Clinical trial identification

NCT02694822.

Legal entity responsible for the study

The licensed antibody AGEN1884 was originally developed under a Collaborative Research and Development Agreement between Ludwig Cancer Research, 4-Antibody AG (now Agenus Switzerland Inc.) and Recepta Biopharma S.A. This antibody is partnered with Recepta Biopharma S.A. for certain South American rights.

Funding

This analysis was funded by Agenus Inc. (Lexington, MA, USA).

Editorial Acknowledgement

Editorial support was provided by The Medicine Group, LLC (New Hope, PA, USA) and funded by Agenus Inc. (Lexington, MA).

Disclosure

B.A. Wilky: Employment: Novartis, Janssen Oncology, Lilly; Travel, accommodations, expenses: Novartis, Lilly, Advenchen Laboratories; Research funding: Novartis, Merck Sharp & Dohmn, Daiichi Sankyo, ArQule, Agenus. R. Wesolowski: Consulting or advisory role: Novartis, Agenus, Pfizer; Research funding: Acerta Pharma. J.J. Hwang: Consulting or advisory role: Genentech/Roche, Amgen, Bayer, Taiho Pharmaceutical, Bristol-Myers Squibb, Boehringer Ingelheim, Ipsen; Speakers bureau: Genentech/Roche, Amgen, Celgene, Ipsen, Bristol-Myers Squibb. G. Yuan, M. Lim, J-M. Cuillerot, J.J. Raizer, E. Drouin, N. Wilson, A.M. Gonzalez, J.M. Goldberg, J.S. Buell, R.B. Stein, H. Youssoufian: Employee: Agenus Inc. or subsidiary there of (current or former employee), Lexington, MA. C.D. Dupont: Employee: Agenus Inc. or subsidiary there of (current or former employee), Lexington, MA; An immediate family member: Employee: Vertex; An immediate family member: Employee: Rochester Eye Associates; Travel, accommodations, expenses: Agenus; Research funding: Agenus; An immediate family member: Vertex, Pfizer, Sanofi.

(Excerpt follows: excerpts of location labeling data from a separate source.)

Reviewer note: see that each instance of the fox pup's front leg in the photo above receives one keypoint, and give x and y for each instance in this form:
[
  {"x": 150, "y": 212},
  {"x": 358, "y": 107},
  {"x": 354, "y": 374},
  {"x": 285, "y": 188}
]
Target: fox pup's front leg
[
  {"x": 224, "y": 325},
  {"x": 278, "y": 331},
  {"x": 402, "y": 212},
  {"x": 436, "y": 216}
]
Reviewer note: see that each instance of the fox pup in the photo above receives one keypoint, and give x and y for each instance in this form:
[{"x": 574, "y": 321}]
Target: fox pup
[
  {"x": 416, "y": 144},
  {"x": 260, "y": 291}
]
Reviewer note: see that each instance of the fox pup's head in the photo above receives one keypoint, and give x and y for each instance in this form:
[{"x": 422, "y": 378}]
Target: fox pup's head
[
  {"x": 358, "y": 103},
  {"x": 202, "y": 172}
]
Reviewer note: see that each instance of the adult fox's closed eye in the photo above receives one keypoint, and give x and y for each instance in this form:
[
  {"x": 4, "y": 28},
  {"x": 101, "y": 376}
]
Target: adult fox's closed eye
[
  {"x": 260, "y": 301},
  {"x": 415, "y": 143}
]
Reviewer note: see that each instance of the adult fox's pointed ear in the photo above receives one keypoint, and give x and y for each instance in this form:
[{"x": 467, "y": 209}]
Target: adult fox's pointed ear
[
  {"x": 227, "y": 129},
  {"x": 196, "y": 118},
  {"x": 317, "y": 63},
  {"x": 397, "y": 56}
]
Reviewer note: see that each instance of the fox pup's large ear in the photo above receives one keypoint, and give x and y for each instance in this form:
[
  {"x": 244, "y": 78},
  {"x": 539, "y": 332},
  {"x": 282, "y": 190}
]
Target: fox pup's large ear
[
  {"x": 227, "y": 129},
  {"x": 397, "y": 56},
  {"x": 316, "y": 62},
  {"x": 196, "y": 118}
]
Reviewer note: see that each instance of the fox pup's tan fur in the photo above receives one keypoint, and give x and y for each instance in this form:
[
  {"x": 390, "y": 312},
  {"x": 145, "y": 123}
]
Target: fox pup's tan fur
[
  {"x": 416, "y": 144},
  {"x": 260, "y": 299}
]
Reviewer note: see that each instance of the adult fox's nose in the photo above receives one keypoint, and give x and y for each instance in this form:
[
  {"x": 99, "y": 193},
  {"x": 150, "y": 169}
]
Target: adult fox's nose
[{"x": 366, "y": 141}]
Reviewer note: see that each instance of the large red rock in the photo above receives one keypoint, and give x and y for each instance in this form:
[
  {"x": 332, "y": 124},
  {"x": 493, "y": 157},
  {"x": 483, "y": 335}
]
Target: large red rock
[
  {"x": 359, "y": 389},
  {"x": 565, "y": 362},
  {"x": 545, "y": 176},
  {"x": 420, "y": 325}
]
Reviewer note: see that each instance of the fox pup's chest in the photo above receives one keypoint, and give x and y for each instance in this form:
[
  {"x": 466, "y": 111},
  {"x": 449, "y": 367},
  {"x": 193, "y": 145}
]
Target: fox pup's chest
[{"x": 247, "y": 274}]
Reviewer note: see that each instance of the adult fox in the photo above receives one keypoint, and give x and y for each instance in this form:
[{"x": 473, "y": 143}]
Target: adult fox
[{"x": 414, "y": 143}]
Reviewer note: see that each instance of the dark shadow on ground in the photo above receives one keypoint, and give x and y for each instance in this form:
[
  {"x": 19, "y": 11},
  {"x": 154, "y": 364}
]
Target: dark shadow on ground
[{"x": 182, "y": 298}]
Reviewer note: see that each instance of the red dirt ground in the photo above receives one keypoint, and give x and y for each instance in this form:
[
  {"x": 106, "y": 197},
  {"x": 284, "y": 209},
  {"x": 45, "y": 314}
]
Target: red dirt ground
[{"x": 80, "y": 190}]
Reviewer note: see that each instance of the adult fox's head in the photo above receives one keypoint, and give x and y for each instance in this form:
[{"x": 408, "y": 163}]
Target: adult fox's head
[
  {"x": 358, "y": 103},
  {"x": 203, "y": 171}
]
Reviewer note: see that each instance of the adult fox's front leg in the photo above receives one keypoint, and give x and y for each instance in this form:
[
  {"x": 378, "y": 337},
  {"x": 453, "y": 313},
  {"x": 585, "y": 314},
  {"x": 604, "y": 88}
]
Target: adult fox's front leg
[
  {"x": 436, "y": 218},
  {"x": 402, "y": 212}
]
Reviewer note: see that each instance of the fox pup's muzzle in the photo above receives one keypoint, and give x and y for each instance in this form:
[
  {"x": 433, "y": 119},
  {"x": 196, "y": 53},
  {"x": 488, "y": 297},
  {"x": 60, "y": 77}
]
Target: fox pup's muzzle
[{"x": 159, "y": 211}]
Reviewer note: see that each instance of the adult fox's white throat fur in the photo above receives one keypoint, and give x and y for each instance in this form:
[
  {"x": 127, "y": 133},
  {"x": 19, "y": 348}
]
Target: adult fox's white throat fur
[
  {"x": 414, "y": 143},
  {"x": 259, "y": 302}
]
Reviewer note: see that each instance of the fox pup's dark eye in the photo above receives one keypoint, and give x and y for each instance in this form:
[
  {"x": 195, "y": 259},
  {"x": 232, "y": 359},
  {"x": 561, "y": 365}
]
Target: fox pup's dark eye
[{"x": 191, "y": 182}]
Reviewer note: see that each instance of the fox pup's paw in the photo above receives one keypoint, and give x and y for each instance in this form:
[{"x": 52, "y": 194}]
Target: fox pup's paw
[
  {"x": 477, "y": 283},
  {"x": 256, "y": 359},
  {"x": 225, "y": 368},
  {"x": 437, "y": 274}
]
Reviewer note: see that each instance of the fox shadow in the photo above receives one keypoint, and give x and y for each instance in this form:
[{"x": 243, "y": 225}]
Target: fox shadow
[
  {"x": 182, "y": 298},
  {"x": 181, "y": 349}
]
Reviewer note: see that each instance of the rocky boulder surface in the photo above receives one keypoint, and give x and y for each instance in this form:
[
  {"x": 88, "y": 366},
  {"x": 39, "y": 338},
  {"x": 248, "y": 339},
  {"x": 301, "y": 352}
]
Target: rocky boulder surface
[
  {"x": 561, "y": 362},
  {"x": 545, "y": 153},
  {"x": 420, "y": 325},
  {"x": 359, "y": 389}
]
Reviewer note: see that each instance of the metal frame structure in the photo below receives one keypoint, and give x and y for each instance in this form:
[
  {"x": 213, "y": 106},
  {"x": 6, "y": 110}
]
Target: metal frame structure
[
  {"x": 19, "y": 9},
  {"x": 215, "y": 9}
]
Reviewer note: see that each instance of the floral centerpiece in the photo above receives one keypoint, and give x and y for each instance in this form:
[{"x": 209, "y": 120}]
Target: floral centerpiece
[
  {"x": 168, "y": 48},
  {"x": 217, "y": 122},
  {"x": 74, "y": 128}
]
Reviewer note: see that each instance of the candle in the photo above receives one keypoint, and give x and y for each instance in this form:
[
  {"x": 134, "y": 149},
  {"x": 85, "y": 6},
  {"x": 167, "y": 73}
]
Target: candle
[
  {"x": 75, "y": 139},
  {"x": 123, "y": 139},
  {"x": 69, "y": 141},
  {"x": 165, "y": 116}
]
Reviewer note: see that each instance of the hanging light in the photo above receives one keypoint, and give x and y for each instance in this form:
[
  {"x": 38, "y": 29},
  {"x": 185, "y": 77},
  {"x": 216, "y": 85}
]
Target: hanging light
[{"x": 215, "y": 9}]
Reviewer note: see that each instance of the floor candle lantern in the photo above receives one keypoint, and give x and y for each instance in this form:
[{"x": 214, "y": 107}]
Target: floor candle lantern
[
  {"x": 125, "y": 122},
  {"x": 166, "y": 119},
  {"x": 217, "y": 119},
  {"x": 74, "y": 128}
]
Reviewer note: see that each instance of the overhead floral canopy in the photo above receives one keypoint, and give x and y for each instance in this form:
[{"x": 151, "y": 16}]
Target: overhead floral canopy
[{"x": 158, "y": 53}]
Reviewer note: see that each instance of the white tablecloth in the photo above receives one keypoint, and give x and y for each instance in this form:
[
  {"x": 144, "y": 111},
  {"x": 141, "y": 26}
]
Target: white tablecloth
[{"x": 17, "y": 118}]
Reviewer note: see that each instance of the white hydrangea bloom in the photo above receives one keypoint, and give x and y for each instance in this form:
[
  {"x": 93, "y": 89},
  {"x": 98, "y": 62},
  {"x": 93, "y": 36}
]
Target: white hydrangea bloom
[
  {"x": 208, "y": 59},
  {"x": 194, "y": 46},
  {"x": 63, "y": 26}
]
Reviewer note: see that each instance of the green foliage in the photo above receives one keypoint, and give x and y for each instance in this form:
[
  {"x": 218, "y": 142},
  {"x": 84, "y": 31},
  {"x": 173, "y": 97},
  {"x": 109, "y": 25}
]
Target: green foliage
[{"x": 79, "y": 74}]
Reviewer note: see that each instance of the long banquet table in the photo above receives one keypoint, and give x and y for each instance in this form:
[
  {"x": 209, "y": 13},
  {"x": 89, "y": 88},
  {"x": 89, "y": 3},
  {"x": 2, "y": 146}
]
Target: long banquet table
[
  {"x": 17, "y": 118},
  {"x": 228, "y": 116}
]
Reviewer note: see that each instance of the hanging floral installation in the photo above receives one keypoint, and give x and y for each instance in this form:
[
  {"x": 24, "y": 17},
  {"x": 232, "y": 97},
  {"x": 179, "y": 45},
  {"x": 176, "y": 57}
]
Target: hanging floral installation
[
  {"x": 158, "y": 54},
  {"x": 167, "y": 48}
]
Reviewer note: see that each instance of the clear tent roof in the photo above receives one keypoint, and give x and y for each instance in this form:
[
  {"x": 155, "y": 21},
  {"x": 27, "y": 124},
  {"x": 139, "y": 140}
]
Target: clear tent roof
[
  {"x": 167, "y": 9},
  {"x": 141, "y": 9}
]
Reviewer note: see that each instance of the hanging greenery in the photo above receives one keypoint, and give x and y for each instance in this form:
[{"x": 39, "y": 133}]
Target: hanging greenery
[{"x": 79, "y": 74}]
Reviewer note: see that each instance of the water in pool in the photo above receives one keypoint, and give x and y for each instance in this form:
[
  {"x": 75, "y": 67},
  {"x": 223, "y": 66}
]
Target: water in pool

Stock and other ownership: Agenus; An immediate family member: Vertex. O. Shebanova: Employee: Agenus Inc. or subsidiary there of (current or former employee), Lexington, MA; Travel, accommodations, expenses: Agenus; Stock and other ownership: Agenus. E. Dow: Employee: Agenus Inc. or subsidiary there of (current or former employee), Lexington, MA; Employment: Baxalta/Shire; Foundation Medicine stock and other ownership: Baxalta/Shire, Foundation Medicine. W. Ortuzar: Full time contracted consultant: Agenus Bio, Inc. All other authors have declared no conflicts of interest.